25 juin 2026

Connectivité, Data et cybersécurité : quels leviers pour une souveraineté numérique en Afrique de l’Ouest ?

La French Tech Abidjan célébrés ses 10 ans à l’Institut Français d’Abidjan ce 23 juin 2026. Experts du numérique, télécoms et cybersécurité ont échangé sur les thématiques de la « Connectivité, Data et cybersécurité : quels leviers pour une souveraineté numérique en Afrique de l’Ouest ? ». Des éléments de réponses … 

La maîtrise des données, la résilience des infrastructures numériques, le cloud souverain et la cybersécurité étaient sont les défis au coueur de la souveraineté numérique en Afrique ?

Pour les panélistes, la souveraineté numérique ne se limite plus à la connectivité. Elle dépend désormais de la capacité des États et des entreprises à contrôler, protéger et valoriser leurs données.

Une connectivité de plus en plus solide

Pour construire une véritable souveraineté numérique, la première condition reste l’accès à des infrastructures de connectivité performantes. Ferdinand Tra, Directeur Orange Business et Broadband et président Orange Cloud & Cyber Solutions, a rappelé les investissements réalisés ces dernières années en Côte d’Ivoire. Selon lui, Orange Côte d’Ivoire dispose aujourd’hui de « 14 000 kilomètres de fibre optique déployés sur tout le territoire national » Ainsi que de plusieurs câbles sous-marins et solutions satellitaires permettant d’améliorer la résilience du réseau. L’objectif n’est plus seulement de connecter les entreprises, mais de leur permettre de travailler sans interruption afin qu’elles puissent se concentrer sur leur activité principale.

La donnée, un actif stratégique à maîtriser

Les échanges ont également mis en lumière l’importance croissante des données dans l’économie numérique. Pour Philippe Moh, Directeur général de Data 354, les secteurs comme la santé produisent chaque jour des volumes considérables d’informations. « La donnée est une mine d’or », a-t-il affirmé, en soulignant que ces informations permettent à la fois d’améliorer les services, de faciliter la prise de décision et de créer de la valeur économique.

Mais cette richesse ne peut être exploitée sans une bonne gouvernance. Pour les intervenants, les organisations doivent investir dans des architectures adaptées afin de mieux maîtriser, sécuriser et valoriser leurs données.

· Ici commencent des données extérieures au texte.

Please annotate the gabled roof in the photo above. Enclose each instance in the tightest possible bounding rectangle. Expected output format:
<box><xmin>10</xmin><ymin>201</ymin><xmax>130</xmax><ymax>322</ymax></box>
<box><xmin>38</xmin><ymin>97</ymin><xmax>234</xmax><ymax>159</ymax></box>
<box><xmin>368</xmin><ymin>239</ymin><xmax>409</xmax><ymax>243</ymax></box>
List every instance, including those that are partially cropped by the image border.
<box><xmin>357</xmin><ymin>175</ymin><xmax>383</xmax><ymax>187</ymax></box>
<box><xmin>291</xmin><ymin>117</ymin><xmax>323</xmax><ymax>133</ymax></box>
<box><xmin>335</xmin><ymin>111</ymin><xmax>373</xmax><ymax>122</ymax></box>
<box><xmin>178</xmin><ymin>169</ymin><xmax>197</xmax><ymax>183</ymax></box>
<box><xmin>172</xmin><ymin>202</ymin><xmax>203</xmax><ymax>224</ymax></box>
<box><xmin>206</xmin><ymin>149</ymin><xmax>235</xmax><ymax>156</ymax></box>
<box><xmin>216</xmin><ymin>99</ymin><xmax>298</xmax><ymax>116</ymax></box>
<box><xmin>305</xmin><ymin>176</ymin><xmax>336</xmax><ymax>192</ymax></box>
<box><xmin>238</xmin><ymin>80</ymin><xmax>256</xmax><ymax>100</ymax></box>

La cybersécurité, un investissement et non une dépense

Longtemps considérée comme un simple coût, la cybersécurité devient progressivement un facteur de compétitivité. Hervé Bah, Managing Partner de CiberObs Consulting, estime que de nombreuses entreprises prennent encore conscience de son importance trop tard. « Les entreprises voient souvent la sécurité comme un centre de coût plutôt que comme un levier de compétitivité », a-t-il expliqué. Selon lui, la cybersécurité ne nécessite pas toujours de lourds investissements. Des actions simples comme la formation des collaborateurs, le renforcement de l’authentification ou la sauvegarde des données permettent déjà de réduire considérablement les risques.

La souveraineté numérique ne se limite pas à l’hébergement local

L’un des principaux enseignements du panel concerne la définition même de la souveraineté numérique. Pour plusieurs intervenants, héberger les données dans son pays est important, mais cela ne suffit pas. Hervé Bah a rappelé que certaines réglementations internationales peuvent permettre à des autorités étrangères d’accéder à des données, même lorsqu’elles sont stockées en Afrique. Selon lui, la véritable question est de savoir « qui peut être contraint de donner accès à mes données ».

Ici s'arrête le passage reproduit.